I want you to know that you are enough just the way you are. You are special, and you don't have to be perfect or have everything figured out. You are allowed to be a masterpiece and a work in progress at the same time. You possess more beauty and strength than you realize. Those imperfections you think you have are what makes you so unique. Take a moment to breathe, to let go of that desire to have control of every aspect of your life. Believe in your ideas; stop overthinking them. Believe in the process, believe in your story, believe in that thing within you that no one else has.
I know you're going to make one hell of a doctor, an amazing writer, youtuber, master creative and everything Abba wants you to be. It's really hard now, but in a couple of years these challenges won't matter as much. Celebrate all the small life victories and cling to all your dreams. Good things take time and nothing good comes easy.
Adaaa, you have the fire to carry grace and the grace to carry fire, your name will mentioned in places you have never stepped foot into. The sky merely serves as your launchpad, brimming with untapped potential. I mean is “a city set on a hill can never be hidden” a joke to you?
Another thing is you're going to lose friends and it's going to be painful but it's okay, you'll be fine. I promise. And there'll also be the best ones and an amazing family who will always be by your side. Trust that God is writing your perfect love story too. Be patient.
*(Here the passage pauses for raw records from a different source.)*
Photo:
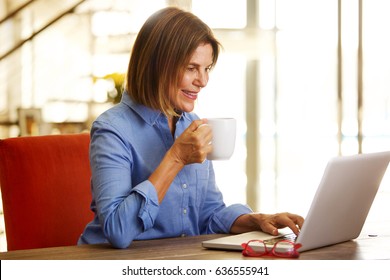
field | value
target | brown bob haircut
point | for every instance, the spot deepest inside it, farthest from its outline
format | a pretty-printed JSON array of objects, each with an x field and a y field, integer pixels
[{"x": 161, "y": 53}]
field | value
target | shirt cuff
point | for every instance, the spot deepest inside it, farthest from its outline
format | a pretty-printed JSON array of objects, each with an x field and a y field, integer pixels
[{"x": 149, "y": 206}]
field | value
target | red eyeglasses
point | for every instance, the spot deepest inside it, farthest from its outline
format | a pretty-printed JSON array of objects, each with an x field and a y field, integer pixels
[{"x": 281, "y": 249}]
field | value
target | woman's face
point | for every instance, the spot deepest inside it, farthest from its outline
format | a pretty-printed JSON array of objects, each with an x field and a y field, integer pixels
[{"x": 196, "y": 76}]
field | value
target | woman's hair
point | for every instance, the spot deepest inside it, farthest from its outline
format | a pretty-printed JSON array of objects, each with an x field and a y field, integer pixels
[{"x": 161, "y": 53}]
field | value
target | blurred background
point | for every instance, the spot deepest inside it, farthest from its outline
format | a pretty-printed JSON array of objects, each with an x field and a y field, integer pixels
[{"x": 306, "y": 80}]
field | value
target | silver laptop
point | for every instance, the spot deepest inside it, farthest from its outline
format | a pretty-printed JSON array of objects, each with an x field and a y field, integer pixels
[{"x": 339, "y": 208}]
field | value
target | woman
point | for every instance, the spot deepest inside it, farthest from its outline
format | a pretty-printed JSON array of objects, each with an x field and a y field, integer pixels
[{"x": 150, "y": 175}]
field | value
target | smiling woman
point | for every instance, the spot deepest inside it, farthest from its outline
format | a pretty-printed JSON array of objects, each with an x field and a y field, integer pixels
[{"x": 150, "y": 174}]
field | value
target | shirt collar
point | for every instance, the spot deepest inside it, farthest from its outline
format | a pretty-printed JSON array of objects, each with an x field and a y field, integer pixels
[{"x": 148, "y": 114}]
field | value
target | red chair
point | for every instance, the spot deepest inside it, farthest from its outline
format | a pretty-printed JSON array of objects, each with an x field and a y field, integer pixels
[{"x": 45, "y": 187}]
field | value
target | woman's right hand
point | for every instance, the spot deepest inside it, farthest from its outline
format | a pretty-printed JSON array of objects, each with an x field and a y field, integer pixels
[{"x": 193, "y": 145}]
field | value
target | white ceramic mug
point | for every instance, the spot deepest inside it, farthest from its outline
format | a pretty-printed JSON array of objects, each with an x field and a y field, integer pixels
[{"x": 224, "y": 138}]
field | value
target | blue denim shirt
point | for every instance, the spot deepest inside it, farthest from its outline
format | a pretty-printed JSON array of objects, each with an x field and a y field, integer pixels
[{"x": 128, "y": 142}]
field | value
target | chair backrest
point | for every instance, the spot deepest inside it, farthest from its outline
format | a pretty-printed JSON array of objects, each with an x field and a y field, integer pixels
[{"x": 45, "y": 187}]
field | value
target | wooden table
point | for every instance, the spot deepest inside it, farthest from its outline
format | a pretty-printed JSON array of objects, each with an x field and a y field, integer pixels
[{"x": 189, "y": 248}]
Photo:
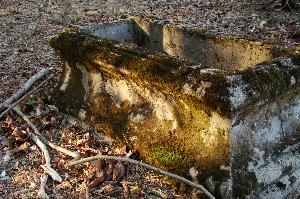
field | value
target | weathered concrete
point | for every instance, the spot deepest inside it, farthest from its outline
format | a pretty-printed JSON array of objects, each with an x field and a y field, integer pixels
[{"x": 237, "y": 127}]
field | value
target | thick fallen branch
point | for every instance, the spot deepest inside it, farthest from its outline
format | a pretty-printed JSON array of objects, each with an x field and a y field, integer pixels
[
  {"x": 24, "y": 89},
  {"x": 26, "y": 95},
  {"x": 47, "y": 167},
  {"x": 181, "y": 179}
]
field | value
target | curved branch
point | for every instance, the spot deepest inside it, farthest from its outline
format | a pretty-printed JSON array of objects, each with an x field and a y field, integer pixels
[{"x": 181, "y": 179}]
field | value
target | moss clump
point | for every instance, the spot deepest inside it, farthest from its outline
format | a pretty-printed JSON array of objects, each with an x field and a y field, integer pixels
[{"x": 166, "y": 156}]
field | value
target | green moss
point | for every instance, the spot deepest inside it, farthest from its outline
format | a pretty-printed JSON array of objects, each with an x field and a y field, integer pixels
[{"x": 166, "y": 156}]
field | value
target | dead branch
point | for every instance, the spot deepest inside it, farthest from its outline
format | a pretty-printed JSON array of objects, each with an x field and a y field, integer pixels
[
  {"x": 47, "y": 167},
  {"x": 42, "y": 192},
  {"x": 181, "y": 179},
  {"x": 26, "y": 95},
  {"x": 268, "y": 4},
  {"x": 24, "y": 89},
  {"x": 73, "y": 154}
]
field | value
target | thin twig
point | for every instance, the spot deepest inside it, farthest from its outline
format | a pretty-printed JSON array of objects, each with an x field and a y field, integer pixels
[
  {"x": 26, "y": 95},
  {"x": 87, "y": 189},
  {"x": 268, "y": 4},
  {"x": 24, "y": 89},
  {"x": 73, "y": 154},
  {"x": 99, "y": 157},
  {"x": 42, "y": 192}
]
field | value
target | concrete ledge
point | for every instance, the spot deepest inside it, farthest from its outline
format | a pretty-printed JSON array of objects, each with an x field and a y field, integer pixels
[{"x": 235, "y": 120}]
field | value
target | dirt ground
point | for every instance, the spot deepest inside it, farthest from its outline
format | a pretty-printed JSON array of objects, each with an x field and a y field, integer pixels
[{"x": 25, "y": 28}]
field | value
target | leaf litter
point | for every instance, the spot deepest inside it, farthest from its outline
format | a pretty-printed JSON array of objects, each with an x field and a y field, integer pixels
[{"x": 26, "y": 27}]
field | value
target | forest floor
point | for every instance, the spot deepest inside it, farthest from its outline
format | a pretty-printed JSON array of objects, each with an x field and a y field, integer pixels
[{"x": 25, "y": 28}]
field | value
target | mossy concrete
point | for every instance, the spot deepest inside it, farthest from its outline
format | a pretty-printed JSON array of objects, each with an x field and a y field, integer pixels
[{"x": 181, "y": 114}]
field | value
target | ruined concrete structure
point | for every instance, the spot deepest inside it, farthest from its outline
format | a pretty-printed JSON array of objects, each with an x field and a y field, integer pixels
[{"x": 227, "y": 106}]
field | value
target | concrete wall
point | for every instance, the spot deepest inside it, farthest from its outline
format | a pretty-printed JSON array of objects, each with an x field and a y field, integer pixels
[{"x": 239, "y": 129}]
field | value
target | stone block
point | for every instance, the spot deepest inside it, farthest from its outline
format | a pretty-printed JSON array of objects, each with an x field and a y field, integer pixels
[{"x": 184, "y": 97}]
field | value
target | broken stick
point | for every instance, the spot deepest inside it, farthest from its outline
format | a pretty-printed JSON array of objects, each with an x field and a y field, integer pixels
[
  {"x": 181, "y": 179},
  {"x": 47, "y": 167},
  {"x": 24, "y": 89},
  {"x": 73, "y": 154}
]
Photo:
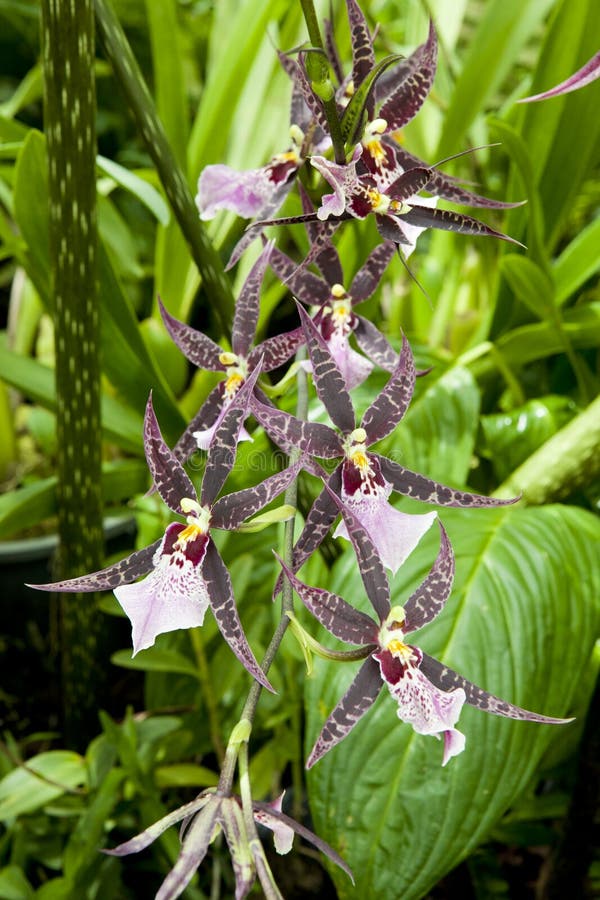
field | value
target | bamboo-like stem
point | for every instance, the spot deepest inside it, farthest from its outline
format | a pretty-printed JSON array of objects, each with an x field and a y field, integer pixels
[
  {"x": 70, "y": 113},
  {"x": 142, "y": 106}
]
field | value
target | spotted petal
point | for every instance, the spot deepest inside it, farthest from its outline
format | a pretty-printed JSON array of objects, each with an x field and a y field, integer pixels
[
  {"x": 417, "y": 75},
  {"x": 230, "y": 511},
  {"x": 357, "y": 700},
  {"x": 446, "y": 679},
  {"x": 446, "y": 220},
  {"x": 288, "y": 432},
  {"x": 431, "y": 595},
  {"x": 122, "y": 572},
  {"x": 224, "y": 442},
  {"x": 220, "y": 591},
  {"x": 169, "y": 476},
  {"x": 196, "y": 346},
  {"x": 411, "y": 484},
  {"x": 375, "y": 345},
  {"x": 172, "y": 596},
  {"x": 338, "y": 617},
  {"x": 389, "y": 407},
  {"x": 423, "y": 705}
]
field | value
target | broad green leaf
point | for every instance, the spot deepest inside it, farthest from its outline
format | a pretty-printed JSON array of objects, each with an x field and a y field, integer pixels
[
  {"x": 167, "y": 63},
  {"x": 139, "y": 187},
  {"x": 513, "y": 436},
  {"x": 45, "y": 777},
  {"x": 579, "y": 261},
  {"x": 521, "y": 622},
  {"x": 27, "y": 506},
  {"x": 437, "y": 435},
  {"x": 529, "y": 283},
  {"x": 154, "y": 659},
  {"x": 581, "y": 326},
  {"x": 502, "y": 31}
]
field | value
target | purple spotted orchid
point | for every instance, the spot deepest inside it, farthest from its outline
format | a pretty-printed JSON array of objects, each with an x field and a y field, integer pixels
[
  {"x": 430, "y": 695},
  {"x": 211, "y": 814},
  {"x": 335, "y": 316},
  {"x": 237, "y": 364},
  {"x": 363, "y": 480},
  {"x": 185, "y": 573}
]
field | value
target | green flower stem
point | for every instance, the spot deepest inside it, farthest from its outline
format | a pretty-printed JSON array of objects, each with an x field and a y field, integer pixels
[
  {"x": 287, "y": 606},
  {"x": 70, "y": 114},
  {"x": 208, "y": 693},
  {"x": 173, "y": 179},
  {"x": 329, "y": 105},
  {"x": 566, "y": 462}
]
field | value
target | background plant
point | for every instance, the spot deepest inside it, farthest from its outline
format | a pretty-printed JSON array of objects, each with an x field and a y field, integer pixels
[{"x": 514, "y": 339}]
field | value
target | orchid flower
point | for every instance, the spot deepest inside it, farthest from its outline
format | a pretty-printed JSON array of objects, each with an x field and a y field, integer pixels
[
  {"x": 237, "y": 364},
  {"x": 335, "y": 316},
  {"x": 429, "y": 694},
  {"x": 363, "y": 480},
  {"x": 211, "y": 814},
  {"x": 185, "y": 573}
]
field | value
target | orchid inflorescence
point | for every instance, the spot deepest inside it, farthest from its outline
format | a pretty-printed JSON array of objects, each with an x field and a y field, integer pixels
[{"x": 184, "y": 572}]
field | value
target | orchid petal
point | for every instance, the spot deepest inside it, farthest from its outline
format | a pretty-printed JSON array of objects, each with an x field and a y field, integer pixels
[
  {"x": 332, "y": 611},
  {"x": 368, "y": 553},
  {"x": 357, "y": 700},
  {"x": 224, "y": 441},
  {"x": 247, "y": 305},
  {"x": 220, "y": 591},
  {"x": 199, "y": 835},
  {"x": 446, "y": 679},
  {"x": 168, "y": 475},
  {"x": 195, "y": 346},
  {"x": 417, "y": 75},
  {"x": 172, "y": 596},
  {"x": 230, "y": 511},
  {"x": 393, "y": 533},
  {"x": 431, "y": 595},
  {"x": 283, "y": 819},
  {"x": 421, "y": 217},
  {"x": 288, "y": 432},
  {"x": 328, "y": 379},
  {"x": 423, "y": 705},
  {"x": 375, "y": 345},
  {"x": 389, "y": 407},
  {"x": 122, "y": 572},
  {"x": 416, "y": 486},
  {"x": 245, "y": 193}
]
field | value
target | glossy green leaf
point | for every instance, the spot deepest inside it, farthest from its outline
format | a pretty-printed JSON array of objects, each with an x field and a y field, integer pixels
[
  {"x": 139, "y": 187},
  {"x": 513, "y": 436},
  {"x": 437, "y": 435},
  {"x": 579, "y": 261},
  {"x": 155, "y": 659},
  {"x": 46, "y": 776},
  {"x": 521, "y": 622},
  {"x": 529, "y": 283},
  {"x": 503, "y": 29}
]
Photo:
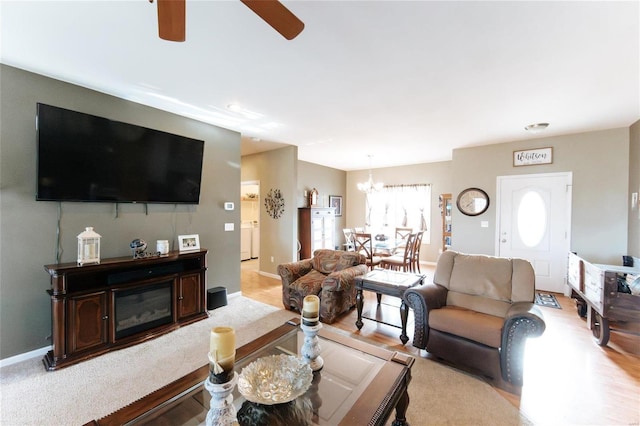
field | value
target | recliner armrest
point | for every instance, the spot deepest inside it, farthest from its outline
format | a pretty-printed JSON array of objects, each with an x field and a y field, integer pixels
[
  {"x": 530, "y": 311},
  {"x": 422, "y": 299},
  {"x": 289, "y": 272},
  {"x": 523, "y": 320}
]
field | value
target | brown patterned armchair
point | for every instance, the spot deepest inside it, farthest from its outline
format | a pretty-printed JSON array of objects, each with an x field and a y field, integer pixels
[
  {"x": 478, "y": 313},
  {"x": 329, "y": 274}
]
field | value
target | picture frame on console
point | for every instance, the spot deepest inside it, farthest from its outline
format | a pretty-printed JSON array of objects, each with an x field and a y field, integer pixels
[{"x": 189, "y": 242}]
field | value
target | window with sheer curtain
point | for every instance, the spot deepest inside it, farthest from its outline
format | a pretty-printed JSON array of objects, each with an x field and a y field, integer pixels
[{"x": 400, "y": 206}]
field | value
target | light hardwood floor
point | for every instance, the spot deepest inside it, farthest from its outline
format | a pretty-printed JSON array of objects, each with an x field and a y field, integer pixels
[{"x": 569, "y": 379}]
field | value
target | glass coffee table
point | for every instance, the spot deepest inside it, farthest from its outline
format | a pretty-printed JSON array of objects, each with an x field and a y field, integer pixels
[{"x": 360, "y": 383}]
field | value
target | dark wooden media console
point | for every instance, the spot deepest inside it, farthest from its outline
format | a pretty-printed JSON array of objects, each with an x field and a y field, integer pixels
[{"x": 121, "y": 302}]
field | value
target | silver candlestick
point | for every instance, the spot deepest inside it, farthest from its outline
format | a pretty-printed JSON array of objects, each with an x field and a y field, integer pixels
[
  {"x": 311, "y": 347},
  {"x": 221, "y": 409}
]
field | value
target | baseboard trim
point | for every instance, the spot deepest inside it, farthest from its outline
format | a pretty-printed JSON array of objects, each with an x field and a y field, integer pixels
[{"x": 25, "y": 356}]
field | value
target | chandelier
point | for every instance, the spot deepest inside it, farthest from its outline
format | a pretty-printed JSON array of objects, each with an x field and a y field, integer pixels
[{"x": 370, "y": 186}]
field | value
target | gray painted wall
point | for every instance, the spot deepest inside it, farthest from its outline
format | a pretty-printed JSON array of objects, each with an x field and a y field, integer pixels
[{"x": 28, "y": 228}]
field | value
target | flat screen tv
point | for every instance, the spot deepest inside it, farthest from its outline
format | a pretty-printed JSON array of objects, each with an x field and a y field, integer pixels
[{"x": 81, "y": 157}]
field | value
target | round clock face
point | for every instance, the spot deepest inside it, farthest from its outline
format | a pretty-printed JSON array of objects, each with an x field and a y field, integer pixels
[{"x": 472, "y": 201}]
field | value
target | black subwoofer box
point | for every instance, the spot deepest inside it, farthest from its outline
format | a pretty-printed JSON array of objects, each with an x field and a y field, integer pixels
[{"x": 216, "y": 297}]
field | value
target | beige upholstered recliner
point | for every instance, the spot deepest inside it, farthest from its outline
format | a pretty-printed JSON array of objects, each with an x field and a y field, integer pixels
[
  {"x": 478, "y": 313},
  {"x": 330, "y": 275}
]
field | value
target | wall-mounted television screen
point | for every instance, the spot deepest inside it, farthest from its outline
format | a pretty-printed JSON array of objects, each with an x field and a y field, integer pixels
[{"x": 82, "y": 157}]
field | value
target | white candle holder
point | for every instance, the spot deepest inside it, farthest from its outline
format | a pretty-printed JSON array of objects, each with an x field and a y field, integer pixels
[
  {"x": 311, "y": 347},
  {"x": 221, "y": 409}
]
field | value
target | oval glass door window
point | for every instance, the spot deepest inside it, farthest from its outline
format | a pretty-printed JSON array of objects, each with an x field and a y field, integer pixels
[{"x": 532, "y": 219}]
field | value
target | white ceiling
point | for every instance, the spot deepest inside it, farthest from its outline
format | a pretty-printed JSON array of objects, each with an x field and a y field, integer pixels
[{"x": 403, "y": 81}]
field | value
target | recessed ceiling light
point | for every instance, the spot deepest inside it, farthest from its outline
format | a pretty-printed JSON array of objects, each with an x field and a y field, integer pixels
[{"x": 536, "y": 128}]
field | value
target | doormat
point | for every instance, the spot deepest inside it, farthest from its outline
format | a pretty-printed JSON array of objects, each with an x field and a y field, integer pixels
[{"x": 548, "y": 300}]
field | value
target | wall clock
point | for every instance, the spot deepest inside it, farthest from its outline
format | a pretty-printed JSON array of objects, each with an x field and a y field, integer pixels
[
  {"x": 274, "y": 203},
  {"x": 472, "y": 201}
]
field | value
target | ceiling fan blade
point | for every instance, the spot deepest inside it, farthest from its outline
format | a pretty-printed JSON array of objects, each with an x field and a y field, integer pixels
[
  {"x": 171, "y": 19},
  {"x": 279, "y": 17}
]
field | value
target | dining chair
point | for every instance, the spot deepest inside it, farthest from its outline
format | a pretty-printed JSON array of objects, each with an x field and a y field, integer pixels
[
  {"x": 364, "y": 245},
  {"x": 404, "y": 261},
  {"x": 402, "y": 233}
]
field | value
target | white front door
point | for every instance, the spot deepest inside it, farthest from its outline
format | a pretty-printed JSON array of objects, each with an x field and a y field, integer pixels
[{"x": 534, "y": 223}]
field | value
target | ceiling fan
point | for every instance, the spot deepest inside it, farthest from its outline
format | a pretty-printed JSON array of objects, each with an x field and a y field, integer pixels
[{"x": 171, "y": 18}]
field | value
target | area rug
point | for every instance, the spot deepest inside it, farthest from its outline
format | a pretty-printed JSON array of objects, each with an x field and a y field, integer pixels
[
  {"x": 74, "y": 395},
  {"x": 547, "y": 300}
]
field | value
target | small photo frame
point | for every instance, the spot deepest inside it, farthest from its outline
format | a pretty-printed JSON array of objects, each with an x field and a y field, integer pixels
[
  {"x": 189, "y": 242},
  {"x": 335, "y": 201}
]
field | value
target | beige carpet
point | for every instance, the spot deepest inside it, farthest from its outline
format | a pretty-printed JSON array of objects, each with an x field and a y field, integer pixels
[{"x": 94, "y": 388}]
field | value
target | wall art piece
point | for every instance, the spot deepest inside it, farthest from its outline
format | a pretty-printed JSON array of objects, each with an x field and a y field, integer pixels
[{"x": 530, "y": 157}]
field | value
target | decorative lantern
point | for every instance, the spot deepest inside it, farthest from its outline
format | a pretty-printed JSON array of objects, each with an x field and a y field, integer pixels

Finally, as you draw the curtains on this chapter of your life and open the curtains of the next, know that this chapter is a blank canvas and I can't wait to paint it with you. I pray this year is filled with laughter, opportunities, peace and ease.
One last thing,
HAPPY BIRTHDAY, ANITA ADAEZE NWEKE! I LOVE YOU ALOT!❤
On Sunday is Easter, where we celebrate the resurrection of our Lord and Saviour Jesus Christ. Remember He's the reason for the season, He loves you so so so so much and is ever willing to receive you.
I no go preach the gospel ke?
Love, Adaeze.






Ways to conquer birthday depression, to me would firstly be
1. Acknowledge your feelings : it's okay to feel a little down on your birthday, recognize and accept your emotions.
2. Manage your expectations: Most times, we get birthday blues because we are unable to meet the unrealistic standards and expectations we've set for ourselves. Embrace the beauty in the imperfections and live in the moment.
3. Pratice gratitude: reflect on the good moments, be thankful for the good and bad days. What doesn't kill you only makes you stronger.
Journaling also helps too. Be grateful for the small and big things
I hope with these few tips of mine I have been able to convince you and not confuse you that you shouldn't let a temporary sad feeling take away the excitement of birthdays. Remember, YOLO.